That job includes everything from an initial consultation and colour analysis (to figure out which colours work best for your skin tone) to wardrobe analysis and personal shopping. And while you might think her clients are limited to vain magazine editors and insecure energy executives, she says they come in all types – and all ages. “I’ve had people buy my services for their son who’s just starting out from university. I’ve had husbands buy Christmas packages for their wives. And I have men and women in their 60s who are all about having fun and learning about what works best for them.”
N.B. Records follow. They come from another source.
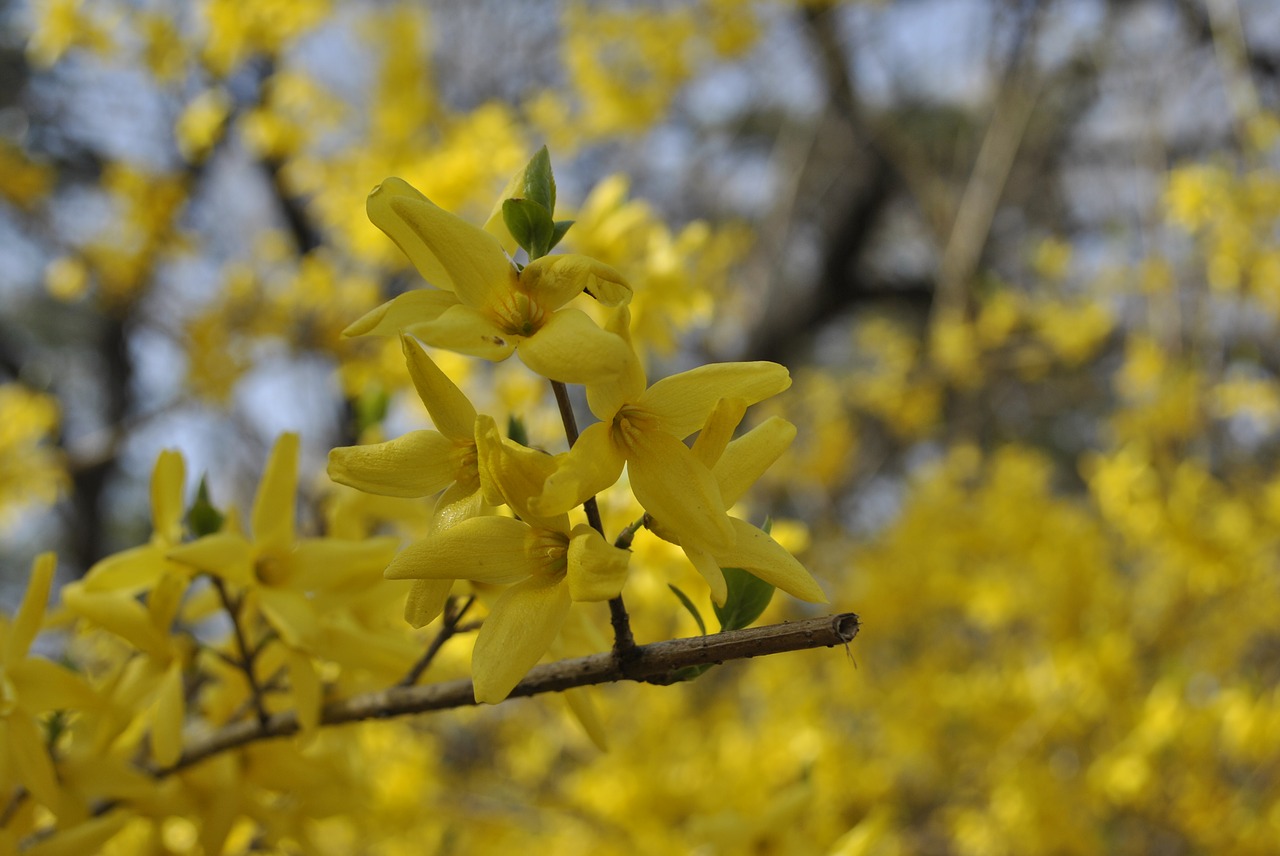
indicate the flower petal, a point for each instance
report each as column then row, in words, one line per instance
column 170, row 713
column 420, row 463
column 677, row 490
column 426, row 600
column 759, row 554
column 451, row 411
column 718, row 430
column 31, row 613
column 485, row 549
column 131, row 571
column 31, row 758
column 606, row 398
column 402, row 312
column 748, row 457
column 168, row 480
column 597, row 570
column 472, row 261
column 277, row 494
column 513, row 474
column 570, row 348
column 684, row 401
column 521, row 626
column 467, row 330
column 554, row 280
column 223, row 554
column 593, row 465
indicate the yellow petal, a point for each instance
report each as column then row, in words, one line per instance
column 307, row 690
column 402, row 312
column 277, row 493
column 597, row 570
column 593, row 465
column 554, row 280
column 748, row 457
column 44, row 685
column 684, row 401
column 336, row 564
column 677, row 490
column 451, row 411
column 120, row 614
column 711, row 571
column 291, row 613
column 170, row 712
column 167, row 486
column 520, row 627
column 35, row 768
column 31, row 613
column 759, row 554
column 607, row 397
column 581, row 704
column 512, row 474
column 467, row 330
column 223, row 554
column 485, row 549
column 718, row 430
column 570, row 348
column 87, row 837
column 420, row 463
column 131, row 571
column 426, row 600
column 461, row 500
column 438, row 242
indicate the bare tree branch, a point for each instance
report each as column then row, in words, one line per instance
column 657, row 663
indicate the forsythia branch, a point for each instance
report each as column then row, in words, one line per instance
column 657, row 663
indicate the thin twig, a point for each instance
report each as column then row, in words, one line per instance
column 247, row 658
column 452, row 616
column 624, row 641
column 658, row 663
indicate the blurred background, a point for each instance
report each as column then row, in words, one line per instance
column 1019, row 256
And while looking better is obviously its own reward, Kim says the benefits can be far more tangible – and material. “I get a lot of people who are in between jobs, up for a promotion or just got a promotion that requires them to have a more authoritative image,” she says. “They get a greater degree of confidence, and hopefully they can move ­forward professionally or personally with that.”

Extra Credit

It’s no great secret that Albertans tend, on the whole, to err on the side of underdressing, but Camille Kim says her experience confirms it. “I have employers contacting me with that same complaint. So, obviously, it’s an issue.” That’s particularly true of younger employees, who either look like they’re headed out for a day at the beach or on their way to a funeral. “I always find that they either dress really casual-sporty, or they move into something way too old and traditional for their age category,” she says. “They don’t tend to know what they can wear in between.”

But, she says, fixing this doesn’t need to cost people thousands of dollars. Instead, it’s about attitude, intention and a bit of savvy shopping. “If they just put a little more effort, if they just looked a little more put together, if they just looked a little more high-status, it would make a huge difference. And it can be done without tons and tons of money. It can be done.”